Image used with permission from Håkan Forss (https://hakanforss.wordpress.com/) who’s talk at Lean Agile Scotland in 2013 has stuck with me, given me some of the means to articulate these ides, and started me on the road to this post.

Being ‘Too busy to improve’ is something we all tend to bump into now and again. Where the amount of daily “busy” work feels like it’s taking over, there’s no space left to think about changes or improve things, and any mention of doing something new comes up against so much friction that it grinds to a halt before it begins. So what can be done to get unstuck, and start making progress?

Recently we changed the structure of the Tech department and I found myself looking after a new, dedicated security team and in this exact position. We have a lot of operational controls to perform, alerts to investigate, a roadmap of projects, and not a lot of people. The controls and investigations felt like they were taking up all our time, and that was preventing us from getting on with the projects that are needed to take us to the point where we’re adding value instead of just staying busy.

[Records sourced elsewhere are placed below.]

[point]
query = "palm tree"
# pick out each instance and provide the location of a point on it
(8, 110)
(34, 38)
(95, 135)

With this new structure, I wanted to take the opportunity to do something to make sense of where we are, challenge some assumptions, and gather some useful data, all to help move us forward:

  • Understand all the tasks we perform and how much time they take up
  • Understand the maturity of the tasks and what could be quickly improved
  • See where our gaps were
  • Challenge some perceptions

To do this, partly inspired by this great post from Chris McDermott and others, I decided to try something based on a sense making framework called Cynefin which I’d seen in plenty of presentations but hadn’t had a chance to try out. And it worked! After a couple of hours, we had a shared view on roughly how much time was spent on these tasks, we’d identified a number of tasks that could be done much more quickly with some thought and minor changes, and found some blind spots that needed to be dealt with

Understanding our work better

Before getting together, we collected details about all the tasks we performed: Dashboards that were checked, reports reviewed, alerts analysed, and logs looked at. Any controls performed that kept us busy and anything that we weren’t doing that we knew we should.

The first thing we did was to ‘t-shirt size’ the tasks, not a perfect method but good enough in the absence of any real data, and group together things where the effort overlapped. We used Small, Medium, Large, and XLarge, which translated roughly to 5/10/15/30 mins. We could discuss them in context “is X really the same size as Y?” and get a reasonable, shared view on the effort required. Once we had an idea for each task, we looked at it all as a whole and agreed it sounded about right.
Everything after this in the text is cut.